NATTIV: Not at all. Listen, I was born into this war. But I didn’t know anything about Golda. Because no one told us anything. I didn’t see her as human. She was an image. She was a photo on (currency), and now (her name) is an ice cream chain. So this movie is not only telling her story in the war, it is showing a character, not just a shallow image.

AP: How did you get involved in the film?

NATTIV: Nicholas Martin wrote the script. I was competing with other directors. When I read the script, it was 80% war movie and 20% Golda. And my pitch was, ‘Hey, let’s, let’s change the balance here. It should be 80% Golda and 20% war.’ My pitch was basically to make a war movie without a drop of blood. Bring the war into the room, like Golda experienced it. She couldn’t go to the front, she was old and sick. And so she stayed there very isolated and experienced the war through sound bites.

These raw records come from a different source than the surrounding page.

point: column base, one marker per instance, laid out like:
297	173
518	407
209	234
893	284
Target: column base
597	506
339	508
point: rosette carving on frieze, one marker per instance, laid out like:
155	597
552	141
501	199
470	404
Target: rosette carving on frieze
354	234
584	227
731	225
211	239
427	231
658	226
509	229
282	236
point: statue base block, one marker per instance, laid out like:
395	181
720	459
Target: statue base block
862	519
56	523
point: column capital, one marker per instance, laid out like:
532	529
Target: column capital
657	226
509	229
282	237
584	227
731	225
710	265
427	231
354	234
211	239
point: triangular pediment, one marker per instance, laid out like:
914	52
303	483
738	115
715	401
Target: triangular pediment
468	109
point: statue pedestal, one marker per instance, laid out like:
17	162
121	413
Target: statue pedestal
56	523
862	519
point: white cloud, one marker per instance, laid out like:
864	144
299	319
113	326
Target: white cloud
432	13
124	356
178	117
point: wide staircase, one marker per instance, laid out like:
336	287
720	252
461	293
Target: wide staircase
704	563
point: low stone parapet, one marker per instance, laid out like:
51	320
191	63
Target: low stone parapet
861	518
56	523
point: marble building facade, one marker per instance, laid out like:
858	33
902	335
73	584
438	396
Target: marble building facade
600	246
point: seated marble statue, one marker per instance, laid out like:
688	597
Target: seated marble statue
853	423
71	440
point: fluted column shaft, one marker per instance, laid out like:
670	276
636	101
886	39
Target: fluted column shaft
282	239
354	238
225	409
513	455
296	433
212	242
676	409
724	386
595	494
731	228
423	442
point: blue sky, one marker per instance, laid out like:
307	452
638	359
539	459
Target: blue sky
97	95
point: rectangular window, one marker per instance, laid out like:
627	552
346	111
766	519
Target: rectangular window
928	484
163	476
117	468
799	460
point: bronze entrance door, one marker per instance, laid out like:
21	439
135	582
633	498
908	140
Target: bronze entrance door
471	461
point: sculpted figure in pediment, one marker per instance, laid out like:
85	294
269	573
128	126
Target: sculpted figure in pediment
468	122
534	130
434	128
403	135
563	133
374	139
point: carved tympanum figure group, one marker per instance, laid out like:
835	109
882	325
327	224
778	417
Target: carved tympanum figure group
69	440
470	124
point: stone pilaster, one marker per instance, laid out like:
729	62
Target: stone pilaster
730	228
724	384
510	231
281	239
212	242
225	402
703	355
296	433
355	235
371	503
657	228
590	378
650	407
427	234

AP: How did Golda Meir's family members feel about the film? And about Helen Mirren?

NATTIV: It was Gideon Meir, her grandson, who said to me, ‘I see Helen as my grandmother. I see her as Bubbe.’ And when I met her, in my living room in the middle of the pandemic, we sat and spoke for three hours and I felt that I’m talking to my mom, and to someone who really understood the meaning of what it means to be Golda, what it means to be Israeli. She toured the country when she was 29, she volunteered at a kibbutz and picked tomatoes and she really had this year of experience in Israel.

AP: What qualities about Mirren as an actor do you think made her effective?

NATTIV: First of all, she’s one of the best actors of our time. It helps! But also: her humor, her emotions, her intelligence, her strength and her humanity. These five layers, Helen brought to Golda, and Golda had that.

AP: You presented the filmin Jerusalem. What kind of feedback have you gotten from Israelis?

NATTIV: The main discussion is, who was in charge of what happened? Some people say, ‘Hey, she’s the prime minister, right? She’s in charge. She needs to take the blame. It doesn’t matter if the commanders were failing her.' Some say, ‘No, the new narrative, the new protocols say she didn’t do any wrong, you know, she saved us (by securing) the shipments from the United States, the planes and weapons (through her talks with then-Secretary of State Henry Kissinger, played by Liev Schreiber). So, there’s a debate about the responsibility. There will always be this debate.